Presiden Joko Widodo (kiri) menjawab sejumlah pertanyaan dari wartawan LKBN Antara, TVRI dan RRI Maulana ketika wawancara khusus di Istana Merdeka, Jakarta, Senin (19/10). (ANTARA/Widodo S Jusuf)
Jakarta, CNN Indonesia -- Diatur dalam Undang-undang Nomor 26 tahun 2000 tentang Pengadilan Hak Asasi Manusia, pengadilan Ad Hoc yang diharapkan sampai saat ini belum juga terwujud. Padahal sudah beberapa kasus pelanggaran HAM berat diselidiki dan direkomendasikan oleh Komisi Nasional HAM ke Kejaksaan Agung.

Setahun kepemimpinan Presiden Joko Widodo dinilai belum ada tanda-tanda pengadilan ad hoc itu juga digelar. Bahkan upaya non-yudisial malah terus mengemuka.

Komisioner Komnas HAM Hafid Abbas mengatakan,hasil penyelidikan kasus pelanggaran HAM berat oleh Komnas HAM sampai saat ini belum juga ditindaklanjuti oleh Kejaksaan Agung.

ADVERTISEMENT

SCROLL TO CONTINUE WITH CONTENT

Padahal jika Kejaksaan Agung menindaklanjutinya dengan penyidikan, Dewan Perwakilan Rakyat selanjutnya bisa mengusulkan agar pengadilan ad hoc HAM dibentuk.
"Tapi pada tahap awal ini kelihatannya tidak ada tanda-tanda pemerintah menempuh cara itu karena kejaksaan agung belum menindaklanjutinya," kata Hafid kepada CNN Indonesia.

Komnas HAM sesuai dengan kewenangannya menurut Hafid selesai pada tahap penyelidikan.
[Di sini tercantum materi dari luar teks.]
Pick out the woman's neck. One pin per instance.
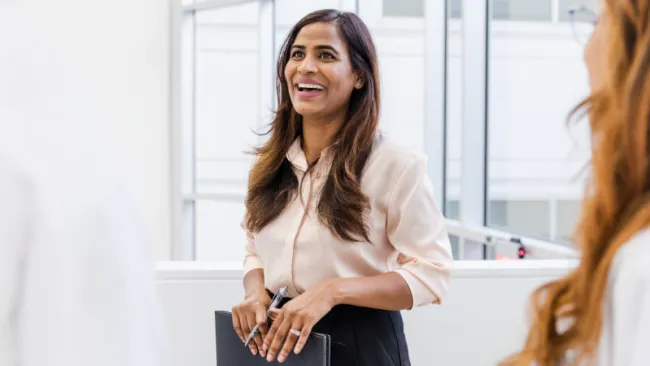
(316, 136)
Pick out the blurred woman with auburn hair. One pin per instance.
(600, 313)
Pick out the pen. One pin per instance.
(274, 304)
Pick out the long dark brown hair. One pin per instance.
(272, 183)
(617, 203)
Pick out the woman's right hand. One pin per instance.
(247, 314)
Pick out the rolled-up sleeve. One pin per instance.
(417, 230)
(251, 260)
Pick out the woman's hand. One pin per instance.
(296, 319)
(251, 312)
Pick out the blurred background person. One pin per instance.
(76, 279)
(600, 313)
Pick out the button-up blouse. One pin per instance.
(407, 232)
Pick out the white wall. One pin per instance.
(483, 319)
(120, 50)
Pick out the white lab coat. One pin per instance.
(76, 280)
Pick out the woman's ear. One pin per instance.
(359, 82)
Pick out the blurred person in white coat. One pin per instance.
(76, 279)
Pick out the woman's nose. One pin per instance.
(307, 66)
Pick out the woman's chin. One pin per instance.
(307, 111)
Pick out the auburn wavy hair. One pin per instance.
(272, 183)
(616, 203)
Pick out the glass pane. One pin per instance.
(454, 109)
(535, 78)
(218, 233)
(566, 216)
(566, 5)
(527, 218)
(400, 46)
(539, 10)
(455, 8)
(403, 8)
(227, 112)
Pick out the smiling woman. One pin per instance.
(340, 215)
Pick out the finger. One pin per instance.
(304, 335)
(290, 342)
(274, 314)
(262, 323)
(279, 338)
(246, 329)
(237, 325)
(271, 333)
(251, 324)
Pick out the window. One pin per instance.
(566, 5)
(522, 10)
(567, 215)
(526, 218)
(455, 8)
(535, 79)
(403, 8)
(226, 110)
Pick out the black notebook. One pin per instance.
(232, 352)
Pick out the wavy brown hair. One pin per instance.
(272, 182)
(616, 203)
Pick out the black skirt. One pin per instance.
(364, 337)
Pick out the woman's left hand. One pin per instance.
(295, 320)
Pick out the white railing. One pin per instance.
(508, 244)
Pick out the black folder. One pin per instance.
(232, 352)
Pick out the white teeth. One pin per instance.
(310, 86)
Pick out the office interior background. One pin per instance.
(484, 87)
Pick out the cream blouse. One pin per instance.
(407, 234)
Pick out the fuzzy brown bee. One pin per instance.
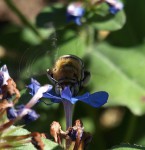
(69, 71)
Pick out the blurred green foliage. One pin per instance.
(115, 59)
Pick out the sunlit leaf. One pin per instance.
(119, 71)
(110, 23)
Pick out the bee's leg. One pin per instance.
(50, 76)
(86, 78)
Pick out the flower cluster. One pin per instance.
(76, 10)
(96, 99)
(114, 6)
(14, 113)
(8, 89)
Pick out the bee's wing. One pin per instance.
(96, 99)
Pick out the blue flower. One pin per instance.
(4, 75)
(96, 99)
(75, 12)
(21, 111)
(114, 6)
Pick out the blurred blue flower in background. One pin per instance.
(114, 6)
(75, 12)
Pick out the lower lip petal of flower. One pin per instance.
(96, 99)
(11, 113)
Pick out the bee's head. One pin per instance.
(68, 71)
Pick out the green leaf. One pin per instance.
(110, 22)
(128, 147)
(119, 71)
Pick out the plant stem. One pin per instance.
(131, 128)
(23, 19)
(68, 109)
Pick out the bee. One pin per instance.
(69, 71)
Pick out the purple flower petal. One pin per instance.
(11, 113)
(34, 86)
(75, 12)
(31, 116)
(66, 93)
(96, 99)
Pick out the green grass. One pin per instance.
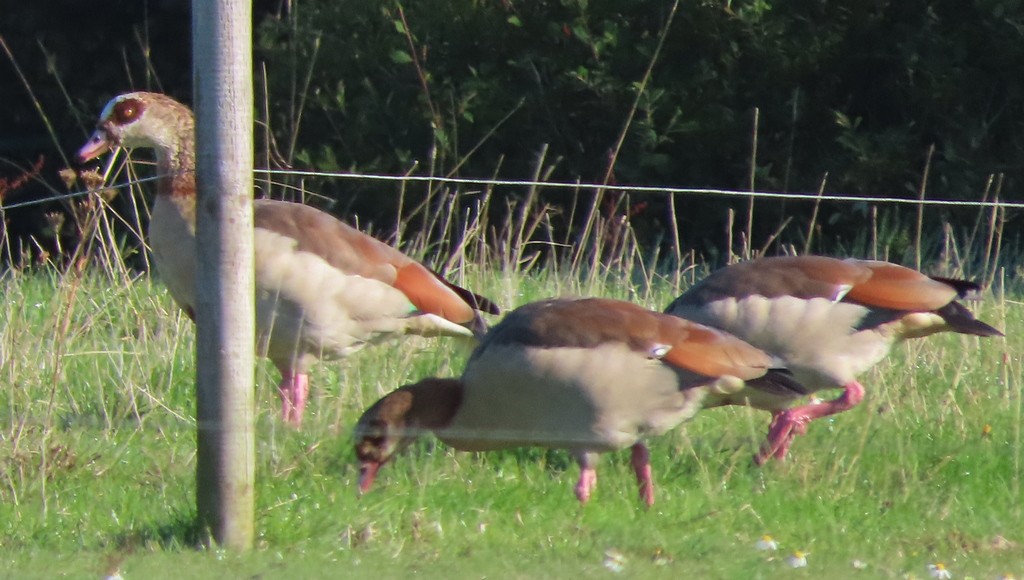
(97, 460)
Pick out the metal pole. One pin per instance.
(224, 305)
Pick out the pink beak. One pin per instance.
(368, 472)
(97, 145)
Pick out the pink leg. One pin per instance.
(588, 477)
(787, 424)
(293, 388)
(641, 466)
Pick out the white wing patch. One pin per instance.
(841, 291)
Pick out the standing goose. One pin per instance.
(589, 375)
(323, 288)
(827, 320)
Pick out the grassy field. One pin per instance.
(97, 459)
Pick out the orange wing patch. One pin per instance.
(714, 354)
(900, 288)
(430, 295)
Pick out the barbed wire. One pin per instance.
(576, 185)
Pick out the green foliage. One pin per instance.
(856, 91)
(97, 463)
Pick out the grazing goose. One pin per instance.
(589, 375)
(827, 320)
(323, 288)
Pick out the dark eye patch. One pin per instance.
(127, 111)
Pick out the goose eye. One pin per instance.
(127, 111)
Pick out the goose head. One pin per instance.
(140, 120)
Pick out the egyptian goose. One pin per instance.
(827, 320)
(589, 375)
(323, 288)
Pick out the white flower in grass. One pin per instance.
(766, 543)
(798, 560)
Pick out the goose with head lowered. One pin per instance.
(589, 375)
(324, 289)
(828, 320)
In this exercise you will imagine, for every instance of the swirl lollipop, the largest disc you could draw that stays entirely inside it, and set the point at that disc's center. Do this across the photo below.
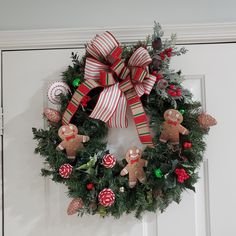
(55, 89)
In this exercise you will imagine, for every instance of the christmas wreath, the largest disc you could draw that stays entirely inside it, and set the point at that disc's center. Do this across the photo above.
(95, 93)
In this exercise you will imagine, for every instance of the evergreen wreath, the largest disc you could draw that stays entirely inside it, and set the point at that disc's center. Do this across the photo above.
(93, 95)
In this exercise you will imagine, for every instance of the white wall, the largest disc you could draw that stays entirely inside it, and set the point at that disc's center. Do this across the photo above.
(34, 14)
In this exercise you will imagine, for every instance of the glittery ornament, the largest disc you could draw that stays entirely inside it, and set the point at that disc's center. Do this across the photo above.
(187, 145)
(90, 186)
(158, 173)
(102, 211)
(52, 115)
(108, 161)
(182, 175)
(65, 171)
(182, 111)
(85, 100)
(74, 206)
(106, 197)
(55, 89)
(206, 120)
(162, 84)
(76, 82)
(122, 189)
Dilanjutkan atau dihentikannya sebuah kasus pelanggaran HAM ke tingkat penyidikan menjadi tanggung jawab sepenuhnya Kejaksaan Agung.

Namun rezim yang baru setahun berkuasa saat ini, sudah menyatakan ingin menempuh jalur nonyudisial. Hafid menyebut, mekanisme nonyudisial ini jamak terjadi di wilayah bekas perang seperti Kamboja, Amerika Latin dan Sudan.
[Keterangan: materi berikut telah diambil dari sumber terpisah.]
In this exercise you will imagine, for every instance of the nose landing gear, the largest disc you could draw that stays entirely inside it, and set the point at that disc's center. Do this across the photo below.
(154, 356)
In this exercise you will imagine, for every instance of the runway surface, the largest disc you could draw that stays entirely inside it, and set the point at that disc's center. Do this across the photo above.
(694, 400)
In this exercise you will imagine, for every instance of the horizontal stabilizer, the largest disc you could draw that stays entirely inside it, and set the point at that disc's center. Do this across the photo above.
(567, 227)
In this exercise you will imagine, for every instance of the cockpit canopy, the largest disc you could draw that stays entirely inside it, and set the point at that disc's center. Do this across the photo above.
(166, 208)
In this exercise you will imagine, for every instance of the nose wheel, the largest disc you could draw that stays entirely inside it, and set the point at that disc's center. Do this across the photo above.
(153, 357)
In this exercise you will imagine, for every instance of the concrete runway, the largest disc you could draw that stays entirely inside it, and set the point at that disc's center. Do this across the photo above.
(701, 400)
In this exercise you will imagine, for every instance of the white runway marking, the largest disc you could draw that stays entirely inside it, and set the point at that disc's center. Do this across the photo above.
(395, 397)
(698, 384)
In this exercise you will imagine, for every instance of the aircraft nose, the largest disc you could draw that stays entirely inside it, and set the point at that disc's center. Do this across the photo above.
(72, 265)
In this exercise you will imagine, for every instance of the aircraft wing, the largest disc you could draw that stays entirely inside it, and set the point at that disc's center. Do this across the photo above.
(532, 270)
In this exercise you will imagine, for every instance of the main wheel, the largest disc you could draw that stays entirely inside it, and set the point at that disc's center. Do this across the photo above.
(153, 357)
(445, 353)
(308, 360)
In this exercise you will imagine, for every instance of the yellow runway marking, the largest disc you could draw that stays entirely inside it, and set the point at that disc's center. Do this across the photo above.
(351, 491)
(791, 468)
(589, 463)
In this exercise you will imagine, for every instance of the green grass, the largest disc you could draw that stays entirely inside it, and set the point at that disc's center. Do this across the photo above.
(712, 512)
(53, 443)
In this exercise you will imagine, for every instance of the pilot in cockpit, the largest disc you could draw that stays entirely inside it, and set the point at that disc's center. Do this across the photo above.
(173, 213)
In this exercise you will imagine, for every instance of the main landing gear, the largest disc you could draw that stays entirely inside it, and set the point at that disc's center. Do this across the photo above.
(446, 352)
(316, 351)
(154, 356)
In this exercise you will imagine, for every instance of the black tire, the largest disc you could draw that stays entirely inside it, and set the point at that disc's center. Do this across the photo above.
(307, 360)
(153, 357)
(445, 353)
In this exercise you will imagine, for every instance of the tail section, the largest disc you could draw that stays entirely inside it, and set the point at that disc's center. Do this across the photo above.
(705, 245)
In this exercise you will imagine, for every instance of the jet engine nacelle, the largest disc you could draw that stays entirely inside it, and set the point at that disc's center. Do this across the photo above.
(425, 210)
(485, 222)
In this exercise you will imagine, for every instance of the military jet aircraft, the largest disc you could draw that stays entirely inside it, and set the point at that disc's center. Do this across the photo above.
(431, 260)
Hafid melanjutkan, salah satu modal utama untuk menggelar pengadilan HAM adalah kemauan politik pemerintah. "Jadi kalau mau diselesaikan melalui mekanisme yudisial, harus dikondisikan semua," kata Hafid.

Jika beberapa unsur yang terlibat enggan melalui jalur yudisial, hal tersebut tentu sulit ditempuh.Ia mencontohan kasus pelanggaran HAM 1965 di mana TNI menolak adanya pengadilan dan juga menolak minta maaf pada korban.  "Jangan sampai rencana pengadilan HAM menimbulan persoalan baru," ujar Hafid.
Menurut mantan Ketua Komnas HAM ini, jika memang Presiden Joko Widodo berkomitmen menyelesaikan kasus pelanggaran HAM, harus diperkuat dulu institusi demokrasi dan peradilan yang ada secara lebih profesional.

Selain itu, Hafid juga berharap Jokowi bisa merapikan aturan dan acuan legislasi penanganan HAM sesuai dengan standar internasional. Misalnya dengan melihat dari perspektif korban. "Jangan merasa ditelantarkan dan berikan hak keadilan," katanya.

Empat tahun tersisa saat ini harus benar-benar dimanfaatkan oleh Jokowi menangani kasus HAM selain kasus kesejahteraan rakyat.

"Saya kira banyak yang bisa diselesaikan, berdoa saja," katanya.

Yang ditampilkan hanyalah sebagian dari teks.